Eines der ersten Dinge, die der Philosophiestudent infolge seiner semantischen Studien entdeckt, ist der enorme Einfluss, den die Suggestion auf das menschliche Leben ausübt, und eines der ersten Probleme, mit denen er konfrontiert wird, besteht darin, die Gewohnheiten, die Gedanken und Gefühle anderer Menschen von seinen eigenen zu trennen. Doch das ist schwer, denn sie sind von seinen eigenen fast nicht zu unterscheiden - beide spielen in seinem Herzen zusammen und beeinflussen es. Ideen und Impulse, die ihm selbst eigen sind, müssen sich mit denen fremder Herkunft vermischen oder sogar von ihnen überlagert werden.
Kein Lehrer ist wirklich unverzichtbar, obwohl alle immer hilfreich sind. Das Leben und seine Erfahrungen, die Natur und ihr Schweigen, die Reflexion und ihre Schlussfolgerungen, die Meditation und ihre Intuitionen werden den Suchenden mit dem Nötigen versorgen. Er sollte in den Kämpfen und Schwierigkeiten des Lebens eine Turnhalle finden, in der er seine Vernunft üben und seine Fähigkeiten erweitern kann, und nicht einen Vorwand, um sich in die Bequemlichkeit einer Gesellschaft aus zweiter Hand zu flüchten, auf deren Schultern alle Lasten lasten. Denn hier soll er schließlich seine eigenen Fähigkeiten der Intuition und der Intelligenz entfalten; hier soll er schließlich ein Verständnis des Daseins für und durch sich selbst erlangen.

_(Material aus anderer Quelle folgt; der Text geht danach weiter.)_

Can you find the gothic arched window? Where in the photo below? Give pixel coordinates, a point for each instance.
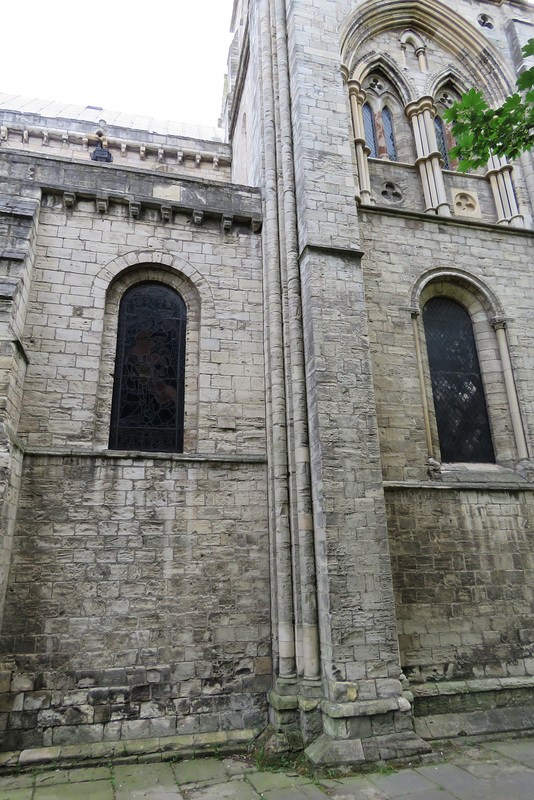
(388, 132)
(369, 128)
(459, 401)
(442, 141)
(148, 392)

Darüber hinaus sollte er begreifen, dass die Schmerzen und Leiden des Lebens dazu beitragen, ihn von seinen Anhaftungen zu befreien und sein latentes Wissen hervorzuholen, dass diese Welt des Werdens für immer unvollkommen sein muss, damit er sein Gesicht der Welt des Seins zuwenden kann, die für immer vollkommen ist.
Die Evolution ist sowohl eine gewaltige Tatsache als auch eine ständig drängende Kraft. Sie treibt alles Leben vorwärts und nach oben. Aber diese zweifache Bewegung kann sich nicht verwirklichen, ohne ihre früheren Stadien zu überschreiten und zu verleugnen. Daher muss sich der Mensch von alten Versklavungen befreien. Er muss beginnen, in sich selbst, in seinen eigenen verborgenen und wunderbaren Ressourcen, die Hilfe zu suchen, die er braucht. Denn all dies ist der erste Schritt zum letzten, zum Finden der Göttlichkeit in sich selbst, die ja das letzte und große Ziel seiner irdischen Inkarnationen ist.
Es ist jedoch notwendig, hier nicht in einen Irrtum zu verfallen. Gemeint ist, dass der Egoismus des Ichs nun abgeschwächt werden muss, während gleichzeitig die Fähigkeit des Ichs zur individuellen Urteilsbildung gesteigert werden muss.